Introduction

A great majority of phenotypes observed in animals, plants and humans are both quantitative and longitudinal, i.e. they attribute variation on a continuous scale and can be recorded several times during an individual’s lifetime or physiological cycle. A classical example of such a trait is growth. The evidence of variation of genetic effects over time is observed in experimental organisms (Leips et al. 2006), as well as in livestock (e.g. Schaeffer and Dekkers 1994). In the former study, time-dependent quantitative trait loci (QTL) affecting fecundity in Drosophila melanogaster are identified, while the latter study provides evidence that the additive genetic variance underlying milk production traits in dairy cattle is not constant over time.
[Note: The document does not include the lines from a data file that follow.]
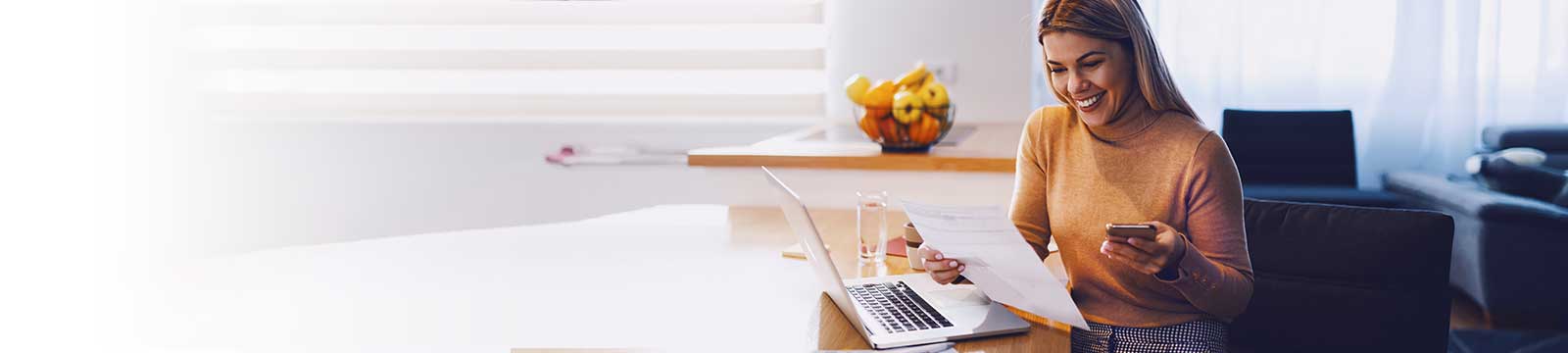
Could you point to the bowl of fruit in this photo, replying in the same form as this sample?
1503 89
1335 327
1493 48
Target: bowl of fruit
906 115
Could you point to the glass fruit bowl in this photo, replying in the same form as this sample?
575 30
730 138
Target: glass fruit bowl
906 129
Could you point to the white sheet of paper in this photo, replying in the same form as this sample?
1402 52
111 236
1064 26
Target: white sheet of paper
996 258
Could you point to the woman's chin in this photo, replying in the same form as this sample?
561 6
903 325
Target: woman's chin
1094 118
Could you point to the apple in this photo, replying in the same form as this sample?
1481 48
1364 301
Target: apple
935 98
878 99
890 130
869 126
906 107
857 86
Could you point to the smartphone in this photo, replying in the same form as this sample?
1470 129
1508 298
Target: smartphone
1128 231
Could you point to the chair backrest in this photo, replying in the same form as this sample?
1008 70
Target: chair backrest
1293 148
1340 278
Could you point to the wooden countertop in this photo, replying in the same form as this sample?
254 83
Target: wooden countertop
985 148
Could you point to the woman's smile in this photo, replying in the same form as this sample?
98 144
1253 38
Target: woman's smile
1090 104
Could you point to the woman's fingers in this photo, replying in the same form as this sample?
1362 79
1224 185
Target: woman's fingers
1139 266
946 277
1152 247
930 253
943 266
1131 256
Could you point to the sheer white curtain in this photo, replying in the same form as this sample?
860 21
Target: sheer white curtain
1421 77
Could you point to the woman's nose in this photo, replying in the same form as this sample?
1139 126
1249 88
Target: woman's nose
1076 83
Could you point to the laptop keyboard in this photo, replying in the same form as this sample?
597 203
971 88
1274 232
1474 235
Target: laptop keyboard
898 306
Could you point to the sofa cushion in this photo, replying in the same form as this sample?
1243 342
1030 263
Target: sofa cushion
1552 138
1526 180
1337 278
1473 200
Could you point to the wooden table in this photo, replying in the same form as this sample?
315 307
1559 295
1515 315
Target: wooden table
985 148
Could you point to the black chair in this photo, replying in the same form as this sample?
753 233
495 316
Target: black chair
1298 156
1337 278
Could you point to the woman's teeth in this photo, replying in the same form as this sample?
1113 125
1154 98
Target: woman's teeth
1090 101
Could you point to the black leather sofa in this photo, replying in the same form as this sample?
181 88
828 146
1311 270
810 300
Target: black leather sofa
1338 278
1510 253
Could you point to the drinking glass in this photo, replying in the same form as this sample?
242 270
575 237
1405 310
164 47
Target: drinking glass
870 224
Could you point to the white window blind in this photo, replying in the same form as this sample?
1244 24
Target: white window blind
512 60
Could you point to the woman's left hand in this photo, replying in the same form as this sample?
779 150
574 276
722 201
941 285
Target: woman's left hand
1147 256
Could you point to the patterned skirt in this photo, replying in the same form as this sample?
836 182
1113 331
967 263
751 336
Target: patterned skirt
1200 336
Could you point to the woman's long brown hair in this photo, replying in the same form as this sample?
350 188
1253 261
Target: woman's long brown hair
1120 21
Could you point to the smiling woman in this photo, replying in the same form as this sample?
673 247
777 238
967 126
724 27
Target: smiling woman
1128 149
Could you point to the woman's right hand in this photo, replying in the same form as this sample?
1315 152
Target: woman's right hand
941 269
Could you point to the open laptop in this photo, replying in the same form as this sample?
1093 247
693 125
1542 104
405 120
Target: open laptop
898 311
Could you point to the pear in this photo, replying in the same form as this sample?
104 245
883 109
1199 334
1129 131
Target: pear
914 77
857 86
906 107
935 98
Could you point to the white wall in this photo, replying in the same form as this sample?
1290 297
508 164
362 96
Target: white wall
990 43
253 185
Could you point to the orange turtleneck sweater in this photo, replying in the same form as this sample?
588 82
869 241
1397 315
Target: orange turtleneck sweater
1160 167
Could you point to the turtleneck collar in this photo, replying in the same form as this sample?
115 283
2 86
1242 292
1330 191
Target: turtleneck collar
1133 122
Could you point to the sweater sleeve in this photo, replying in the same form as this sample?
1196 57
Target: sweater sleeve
1029 188
1215 274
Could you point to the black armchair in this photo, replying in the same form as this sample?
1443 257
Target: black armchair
1298 156
1337 278
1507 250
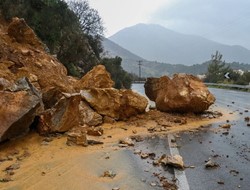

Most statistical applications aiming to model growth traits either assume that the underlying genetic background is constant in time (e.g. Corva and Medrano 2001), or that the changes of all gene effects are the same throughout the whole growth period (e.g. Jaffrézic et al. 2004). The functional relationship between genetic parameters and time-dependent variables are described by orthogonal polynomials, which were first introduced by Schaeffer and Dekkers (1994) to model a joint additive effect of all genes (a so-called polygenic effect) for milk yield in dairy cattle.

Modelling effects of particular genes as variable over time is known in the literature as functional gene mapping. The changes of a gene effect over time are described by the logistic function (Ma et al. 2002), Legendre orthogonal polynomials (Yang et al. 2006, 2007) or B-splines (Yang et al. 2009). However, none of the applications tackles the problem of the prediction of future trait values.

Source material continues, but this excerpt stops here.